Google Home Or Amazon Alexa? The Great SMART Home Rivalry
Google Home has just launched in the UK, following the incredibly successful arrival of Amazon’s Echo last year.
The virtual AI-led assistant provides a glimpse into the future of how people will interact with their increasingly smart homes.
Like the Echo, Google Home’s aim is to aid people in their daily lives, whether that be answering questions in super-fast time or waking an individual up with their favourite song.
“Google must be desperate to avoid another Google Glass-style disaster, but luckily it could be onto a winner with Google Home,” says Perry Krug, principal architect at Couchbase EMEA.
“So far the connected home ideal has lacked an effective and attractive hub, allowing devices and services to cohesively talk to each other: by providing this, virtual assistants may become the most important brick in the connected home.”
“With developments in natural language voice recognition, AI and machine learning, and its near endless supply of internet search and mobile data, Google is in prime position to become this hub. However, it must be noted that Amazon arguably has superior data on what its users are doing in the physical world.”
Data will certainly be crucial in delivering the most personalised experience to users.
As smart devices become more ingrained into houses and the virtual assistant’s technology advances, this will extend from regulating heating to running the shower/bath at a predetermined time.
However, at the moment, like PCs and smartphones before, virtual assistants will be fairly ‘basic’ in their capacity.
At first, suggests Krug, “they will only be able to perform everyday tasks, such as asking for train times and controlling other smart devices. However, as these devices learn more about us and new applications are launched, they will be able to provide a much deeper and more valuable service.”
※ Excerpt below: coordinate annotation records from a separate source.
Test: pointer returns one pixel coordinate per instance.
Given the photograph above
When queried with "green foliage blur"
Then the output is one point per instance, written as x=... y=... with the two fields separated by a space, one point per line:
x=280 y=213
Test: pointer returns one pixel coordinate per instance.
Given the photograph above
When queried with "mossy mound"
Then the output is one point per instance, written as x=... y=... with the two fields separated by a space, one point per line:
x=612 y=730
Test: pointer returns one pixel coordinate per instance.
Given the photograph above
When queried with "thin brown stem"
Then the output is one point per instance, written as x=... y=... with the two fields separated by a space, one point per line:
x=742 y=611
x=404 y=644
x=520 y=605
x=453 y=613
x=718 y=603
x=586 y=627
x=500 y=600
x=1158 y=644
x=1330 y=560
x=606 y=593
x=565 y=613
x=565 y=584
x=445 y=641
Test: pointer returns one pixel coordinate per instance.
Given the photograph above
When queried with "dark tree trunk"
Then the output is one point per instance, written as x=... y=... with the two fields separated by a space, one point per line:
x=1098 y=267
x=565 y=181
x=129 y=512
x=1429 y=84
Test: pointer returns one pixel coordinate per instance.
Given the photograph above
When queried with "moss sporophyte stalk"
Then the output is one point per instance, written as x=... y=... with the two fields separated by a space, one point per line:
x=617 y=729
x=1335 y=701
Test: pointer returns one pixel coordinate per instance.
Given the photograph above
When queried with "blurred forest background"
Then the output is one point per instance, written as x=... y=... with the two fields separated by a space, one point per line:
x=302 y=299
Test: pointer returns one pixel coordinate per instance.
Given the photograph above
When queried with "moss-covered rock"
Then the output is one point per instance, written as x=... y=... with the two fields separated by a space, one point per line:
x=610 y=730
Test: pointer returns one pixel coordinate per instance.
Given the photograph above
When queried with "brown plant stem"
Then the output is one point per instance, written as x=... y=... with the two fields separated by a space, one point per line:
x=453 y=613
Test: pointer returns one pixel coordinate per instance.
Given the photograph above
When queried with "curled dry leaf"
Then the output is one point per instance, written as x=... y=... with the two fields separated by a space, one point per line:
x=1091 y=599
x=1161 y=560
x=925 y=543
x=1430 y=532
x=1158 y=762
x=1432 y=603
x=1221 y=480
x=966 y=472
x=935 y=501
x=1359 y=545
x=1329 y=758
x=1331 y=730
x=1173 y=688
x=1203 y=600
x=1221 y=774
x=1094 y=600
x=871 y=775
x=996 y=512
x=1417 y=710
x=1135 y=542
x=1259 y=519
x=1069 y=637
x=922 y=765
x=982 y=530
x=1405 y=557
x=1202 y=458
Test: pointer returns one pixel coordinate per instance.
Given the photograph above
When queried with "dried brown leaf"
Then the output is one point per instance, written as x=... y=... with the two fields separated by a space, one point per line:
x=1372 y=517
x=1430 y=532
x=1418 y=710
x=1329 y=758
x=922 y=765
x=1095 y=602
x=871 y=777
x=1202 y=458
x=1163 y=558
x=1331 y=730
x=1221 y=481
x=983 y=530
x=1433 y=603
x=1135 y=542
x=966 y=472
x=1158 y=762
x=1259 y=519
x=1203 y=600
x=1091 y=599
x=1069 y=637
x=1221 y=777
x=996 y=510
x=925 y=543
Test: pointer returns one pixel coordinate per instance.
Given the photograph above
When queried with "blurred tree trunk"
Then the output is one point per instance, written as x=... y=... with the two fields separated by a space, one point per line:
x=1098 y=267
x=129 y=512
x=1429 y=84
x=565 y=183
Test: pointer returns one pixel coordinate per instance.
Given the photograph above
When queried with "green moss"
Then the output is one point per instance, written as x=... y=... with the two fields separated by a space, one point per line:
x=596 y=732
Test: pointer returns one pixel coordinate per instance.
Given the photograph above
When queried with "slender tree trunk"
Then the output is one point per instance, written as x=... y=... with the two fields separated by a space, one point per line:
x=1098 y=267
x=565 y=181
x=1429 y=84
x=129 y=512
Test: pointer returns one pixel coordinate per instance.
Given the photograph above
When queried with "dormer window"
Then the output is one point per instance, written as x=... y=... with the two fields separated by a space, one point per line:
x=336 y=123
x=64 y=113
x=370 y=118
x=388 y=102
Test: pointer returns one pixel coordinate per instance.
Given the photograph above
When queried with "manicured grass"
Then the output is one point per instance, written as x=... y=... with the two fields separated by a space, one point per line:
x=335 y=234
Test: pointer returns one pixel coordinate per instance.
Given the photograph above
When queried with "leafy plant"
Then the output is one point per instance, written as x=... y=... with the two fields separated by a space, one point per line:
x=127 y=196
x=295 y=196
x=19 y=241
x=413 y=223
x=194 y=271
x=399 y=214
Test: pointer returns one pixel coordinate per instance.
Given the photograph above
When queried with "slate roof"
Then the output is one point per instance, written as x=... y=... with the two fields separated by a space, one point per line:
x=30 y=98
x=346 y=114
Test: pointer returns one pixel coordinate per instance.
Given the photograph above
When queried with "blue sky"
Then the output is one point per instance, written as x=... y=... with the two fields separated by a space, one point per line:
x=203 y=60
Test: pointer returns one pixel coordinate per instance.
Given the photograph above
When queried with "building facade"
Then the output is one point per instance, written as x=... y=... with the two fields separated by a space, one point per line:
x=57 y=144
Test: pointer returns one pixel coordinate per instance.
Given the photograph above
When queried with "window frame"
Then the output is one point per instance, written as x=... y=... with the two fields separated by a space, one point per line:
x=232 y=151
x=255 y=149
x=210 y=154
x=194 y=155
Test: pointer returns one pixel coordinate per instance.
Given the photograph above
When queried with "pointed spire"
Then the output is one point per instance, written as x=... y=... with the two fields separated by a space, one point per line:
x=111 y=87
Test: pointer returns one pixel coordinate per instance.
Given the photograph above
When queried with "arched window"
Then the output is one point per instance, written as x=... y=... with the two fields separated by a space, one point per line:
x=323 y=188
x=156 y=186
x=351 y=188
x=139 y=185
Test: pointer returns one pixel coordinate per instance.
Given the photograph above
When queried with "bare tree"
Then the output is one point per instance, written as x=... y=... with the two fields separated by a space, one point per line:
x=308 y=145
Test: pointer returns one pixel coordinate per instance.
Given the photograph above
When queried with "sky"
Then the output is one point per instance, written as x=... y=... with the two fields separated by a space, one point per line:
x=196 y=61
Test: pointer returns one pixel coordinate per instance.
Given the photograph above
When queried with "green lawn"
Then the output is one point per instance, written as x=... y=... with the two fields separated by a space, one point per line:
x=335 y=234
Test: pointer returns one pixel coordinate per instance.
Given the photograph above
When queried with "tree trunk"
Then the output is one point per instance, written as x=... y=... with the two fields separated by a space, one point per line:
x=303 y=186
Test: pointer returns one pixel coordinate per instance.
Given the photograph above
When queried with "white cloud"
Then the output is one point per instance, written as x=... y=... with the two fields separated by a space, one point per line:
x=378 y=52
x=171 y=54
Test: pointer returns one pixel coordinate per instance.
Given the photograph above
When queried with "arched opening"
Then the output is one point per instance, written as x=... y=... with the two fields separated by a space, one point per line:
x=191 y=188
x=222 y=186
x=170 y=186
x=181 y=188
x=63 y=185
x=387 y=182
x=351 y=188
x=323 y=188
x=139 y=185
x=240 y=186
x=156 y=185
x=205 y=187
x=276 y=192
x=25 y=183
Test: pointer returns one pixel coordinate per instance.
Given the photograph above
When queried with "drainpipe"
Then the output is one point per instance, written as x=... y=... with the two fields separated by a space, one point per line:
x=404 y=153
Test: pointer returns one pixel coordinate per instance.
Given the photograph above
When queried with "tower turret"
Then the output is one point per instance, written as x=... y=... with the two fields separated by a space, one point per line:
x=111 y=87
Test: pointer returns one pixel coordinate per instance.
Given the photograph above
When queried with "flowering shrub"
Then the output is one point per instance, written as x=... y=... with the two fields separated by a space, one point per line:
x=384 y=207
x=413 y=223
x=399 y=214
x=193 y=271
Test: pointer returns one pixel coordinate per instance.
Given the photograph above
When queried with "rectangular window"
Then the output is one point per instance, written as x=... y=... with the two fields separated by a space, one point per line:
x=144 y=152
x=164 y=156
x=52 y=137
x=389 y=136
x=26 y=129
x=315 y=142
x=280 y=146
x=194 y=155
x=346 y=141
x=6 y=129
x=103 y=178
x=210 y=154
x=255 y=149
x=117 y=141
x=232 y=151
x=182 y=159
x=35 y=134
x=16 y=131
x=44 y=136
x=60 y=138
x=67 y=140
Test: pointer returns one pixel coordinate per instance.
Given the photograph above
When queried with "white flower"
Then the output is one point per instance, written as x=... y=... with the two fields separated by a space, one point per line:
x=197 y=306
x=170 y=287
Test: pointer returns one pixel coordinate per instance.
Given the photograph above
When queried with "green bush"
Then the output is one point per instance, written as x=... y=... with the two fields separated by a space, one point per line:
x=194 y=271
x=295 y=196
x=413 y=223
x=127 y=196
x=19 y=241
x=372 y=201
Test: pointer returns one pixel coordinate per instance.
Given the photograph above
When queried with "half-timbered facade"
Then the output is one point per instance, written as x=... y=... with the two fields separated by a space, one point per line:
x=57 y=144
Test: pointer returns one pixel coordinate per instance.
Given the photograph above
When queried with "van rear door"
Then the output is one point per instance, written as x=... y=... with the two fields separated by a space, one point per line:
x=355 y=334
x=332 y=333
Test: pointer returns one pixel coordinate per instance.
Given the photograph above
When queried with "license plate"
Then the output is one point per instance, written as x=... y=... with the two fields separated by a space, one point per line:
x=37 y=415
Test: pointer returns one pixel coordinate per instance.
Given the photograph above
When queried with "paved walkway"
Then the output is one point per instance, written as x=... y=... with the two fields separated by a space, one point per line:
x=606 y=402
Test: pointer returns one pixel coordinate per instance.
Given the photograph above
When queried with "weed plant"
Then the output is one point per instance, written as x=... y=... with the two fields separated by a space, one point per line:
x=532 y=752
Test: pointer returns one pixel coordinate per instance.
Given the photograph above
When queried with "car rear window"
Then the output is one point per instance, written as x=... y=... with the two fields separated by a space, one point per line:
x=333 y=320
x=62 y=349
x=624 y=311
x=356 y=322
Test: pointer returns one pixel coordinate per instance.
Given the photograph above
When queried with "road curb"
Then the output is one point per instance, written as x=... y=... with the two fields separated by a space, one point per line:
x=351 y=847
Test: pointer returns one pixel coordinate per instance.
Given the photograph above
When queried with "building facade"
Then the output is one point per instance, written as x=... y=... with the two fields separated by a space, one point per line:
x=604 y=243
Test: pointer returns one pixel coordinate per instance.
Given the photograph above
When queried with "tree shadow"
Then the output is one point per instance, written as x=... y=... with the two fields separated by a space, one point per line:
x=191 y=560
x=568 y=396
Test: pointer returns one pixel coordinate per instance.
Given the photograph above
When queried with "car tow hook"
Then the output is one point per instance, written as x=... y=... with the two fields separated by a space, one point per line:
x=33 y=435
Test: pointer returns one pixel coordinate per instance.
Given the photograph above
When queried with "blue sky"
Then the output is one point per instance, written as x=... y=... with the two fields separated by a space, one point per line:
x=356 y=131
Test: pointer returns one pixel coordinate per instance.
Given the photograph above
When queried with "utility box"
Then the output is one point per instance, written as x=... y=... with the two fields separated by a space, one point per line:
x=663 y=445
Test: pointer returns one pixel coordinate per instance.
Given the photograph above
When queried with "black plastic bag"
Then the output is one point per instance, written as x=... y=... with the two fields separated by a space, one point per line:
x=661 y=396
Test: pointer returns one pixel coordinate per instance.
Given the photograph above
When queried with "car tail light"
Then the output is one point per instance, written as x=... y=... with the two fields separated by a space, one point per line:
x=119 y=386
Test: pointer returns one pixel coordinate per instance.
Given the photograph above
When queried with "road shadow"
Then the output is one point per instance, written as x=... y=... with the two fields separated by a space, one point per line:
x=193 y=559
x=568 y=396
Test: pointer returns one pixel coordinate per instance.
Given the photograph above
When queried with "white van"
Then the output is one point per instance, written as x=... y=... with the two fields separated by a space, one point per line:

Krug suggests that if the Google Assistant, indeed any virtual assistant, is to succeed then people need to have the same attachment with it that they do to their phones.
To do this, Google Home needs “to provide a truly rich and varied user experience, which means becoming the control point for everything and every service used in the home.
This includes compatibility with smartphones, smart light bulbs, home security systems and even our bank accounts, as well as digital services like Spotify, Uber and Netflix.”
“We are only at the beginning of this evolution, but organisations of every description will be scrambling to create dedicated apps in the hope that virtual assistants do become the next big thing, and that they can ride that wave.”